Zeytin Zamanı – 6

2 Ocak itibarıyle Meyvelitepe’de zeytin üretme ve işleme zamanı tamamen bitti. Artık yeni sezon için ağaçlarımızı hazırlıyoruz. Zeytinler toplandıktan hemen sonra ağaç taçlarının altına çiftlik gübresi sermiştik. Peşinden de aşılanmış tohumlarla tüm araziye yeşil gübre olarak yonca ekmiştik. Yoncalar çimlendikten kısa bir süre sonra tüm arazi karla kaplandı. Biz şimdilik elimizden geleni yaptık. Her biri en az 250 yaşındaki ağaçlarımız bahara kadar görevlerini hakkıyla yapmış olmanın rahatlığıyla uyuyabilirler. Mart ayı geldiğinde ağaçlarımızı yaza hazırlamaya çalışacağız.

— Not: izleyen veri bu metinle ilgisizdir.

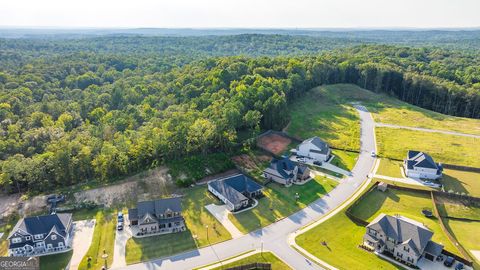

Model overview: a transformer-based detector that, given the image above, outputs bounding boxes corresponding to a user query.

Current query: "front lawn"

[377,158,403,178]
[351,189,460,255]
[40,250,73,270]
[287,85,360,150]
[126,186,231,264]
[331,149,358,171]
[440,170,480,197]
[229,176,338,233]
[295,185,398,269]
[209,252,291,270]
[375,127,480,167]
[78,209,117,269]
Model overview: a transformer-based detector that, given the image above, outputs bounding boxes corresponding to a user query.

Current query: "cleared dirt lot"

[257,134,292,155]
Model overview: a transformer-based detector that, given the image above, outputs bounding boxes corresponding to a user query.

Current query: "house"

[7,214,73,257]
[263,157,310,186]
[296,137,331,162]
[363,214,443,265]
[128,197,186,237]
[208,174,263,212]
[403,150,443,179]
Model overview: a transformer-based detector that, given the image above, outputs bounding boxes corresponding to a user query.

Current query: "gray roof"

[8,213,72,238]
[367,214,433,254]
[208,174,263,204]
[407,150,439,169]
[128,197,182,219]
[302,136,328,155]
[265,157,307,179]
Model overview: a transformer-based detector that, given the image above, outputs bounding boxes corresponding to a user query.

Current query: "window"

[12,237,22,244]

Artık, gelecek yılın ilk çizik zeytinlerine kadar, ağaçlarımızın bu yıl bize ödül olarak verdikleriyle yetineceğiz.

Zeytin Zamanı – 5 isimli yazımızla zeytinlerimizi nasıl işlediğimizi anlatmıştık. Çuvalda ve bidonda yaptığımız sele zeytinleri iki hafta önce yeme olgunluğuna gelmiş, biz de bekletmeden vakumlayarak kaldırmıştık.

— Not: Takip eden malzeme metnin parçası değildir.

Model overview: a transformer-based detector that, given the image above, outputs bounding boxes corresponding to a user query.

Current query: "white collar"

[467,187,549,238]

Bu hafta itibarıyla salamuralarımız da tam planladığımız gibi fermantasyonunu tamamlayarak yeme olgunluğuna geldi. Haftalık kontrollerle 4.5 PH seviyesinde tuttuğumuz asitlik seviyesi sayesinde salamuralarımız çok az tuzlu.

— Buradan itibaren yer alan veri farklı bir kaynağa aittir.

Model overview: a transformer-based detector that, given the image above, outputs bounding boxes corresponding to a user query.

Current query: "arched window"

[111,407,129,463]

Salamura suyunu %6 tuz ile hazırlamıştık. Takip eden günlerde ilk planımızdaki, tuz ilavesi ile %6 tuzluluğu koruma düşüncesinden vazgeçtik ve hiç tuz ilavesi yapmadık. 50 litrelik salamuraya 150 kilo zeytin ilavesi ve salamura tuzu ile zeytinler arasındaki tuz alış verişi sonucunda tuzluluk oranı %2’ye inmiş oldu.

İddiamız, geleneksel çok tuzlu zeytin yerine, tuzluluğu normal bir yemek tuzluluğundan fazla olmayan, meraklısının bir seferde rahatlıkla 30-40 adet yediğinde bile vücuduna alacağı tuz miktarını arttırmayan, tuz tadının değil, zeytin tadının baskın olduğu zeytin hazırlamak. Aslında bu bizim bir icadımız değil. Sadece Zeytincilik Araştırma Enstitüsünün tavsiyelerine birebir uyuyoruz.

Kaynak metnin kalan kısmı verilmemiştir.